Unfortunately not, due to the broken packaging state of python{2,3}-nautilus in F29 right now. The two packages are currently built to be installable side-by-side, as Python 2 and 3 versions of the same module normally would be. (I've pointed out in the upstream bug that these are _not_ python modules, and their inaccurate naming may have accidentally helped to create this problem.)

dnf (and therefore PackageKit) considers them two _completely_ different, unrelated packages, so there is no versioning relationship between them whatsoever (in fact their version numbers are identical), and there were no Conflicts:, Obsoletes:, or even Provides: defined on them that would help to correctly manage their installation. So until the packaging is fixed, we're vulnerable to their error and have to take a bit of care not to screw users up.

  • Right now with only python2-nautilus listed in the dependencies for Nautilus integration, on F29 PackageKit will install that package even though it's broken.
  • If I were to add python3-nautilus, PackageKit on F29 would install _both_ versions, because they're both available in its repos. Installing both is pretty much guaranteed to break things — assuming there's even a state they can be in that _isn't_ broken, right now.
  • If I were to _remove_ python2-nautilus, on Fedora 28 and lower PackageKit would no longer be able to satisfy the nautilus-python part of our dependencies for Nautilus integration.

(Yes, one option would be to filter the available package list returned by PackageKit, and remove python2-nautilus iff python3-nautilus is also found. That already feels _really_ hackish, but it's... a possibility to consider. As an absolute last resort.)

Likely the same issue in https://github.com/atenart/copr-build-mat2/issues/4 and https://bugzilla.redhat.com/show_bug.cgi?id=1647091…

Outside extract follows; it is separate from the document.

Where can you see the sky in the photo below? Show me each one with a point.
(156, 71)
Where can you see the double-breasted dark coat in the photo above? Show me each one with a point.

So as I got lost in the (un)install python2/3 recommendations is there any recommendation that currently works.

And any recommendation for developers? Should they switch to python3-nautilus?

Until they fix the packaging, the only option that _might_ work (from what leigh scott indicated at the bugzilla bug) is to force the switch to python3-nautilus manually. You'd have to break the dependencies and uninstall python2-nautilus or it's probably not gonna work.

$ sudo rpm -e --nodeps python2-nautilus
$ sudo dnf install python3-nautilus python3-gobject-base # (a missing python3-nautilus dependency)

Then restart the session and cross your fingers that whatever nautilus-python extension you want to use is Python 3 compatible.

That already feels really hackish, but it's... a possibility to consider. As an absolute last resort.

Yeah, I think it's best to just let upstream take responsibility for this. It's obviously happening for other Nautilus extensions anyways, and I've gathered that the current package maintainer doesn't really use them himself, since he misunderstands "building them" as though they're compiled.

He just happened to be the person who did the work of packaging and maintaining it, which is nothing to complain about really.

The Files integration works in fedora 29 again using the new nautilus-python package. Yay! This can be installed via the command:
bash dnf install nautilus-python --enablerepo=updates-testing
So starting from fedora 29, the new dependency for Files integration will be nautilus-python which will replace python2-nautilus.

\o/ Yeah, my package-renaming argument surprisingly met with exactly zero resistance, just lots of head-nodding, so now that's sorted out as well. Which means we're all set w/PackageKit, too, since nautilus-python is already on the dependencies list for various other distros. That'll just also cover Fedora as well, starting with Fedora 29.

(Oh, I should note FTR that the decision was ultimately made to keep F29's nautilus-python package at Python 2, same as F28's python2-nautilus package. The switch to Python 3 will occur in Fedora 30. Doesn't directly affect GSConnect, of course, since the extension code is already compatible.)

I'm going to close this, since nautilus-python has now been available in Fedora 29 updates for more than a day. We've done all we can to address this issue on our end (which was basically nothing), and if anyone is still having problems using the GSConnect Nautilus extension under F29, the fix is almost certainly as simple as "Update your system".

(And if that doesn't fix the problem, please file a new issue.)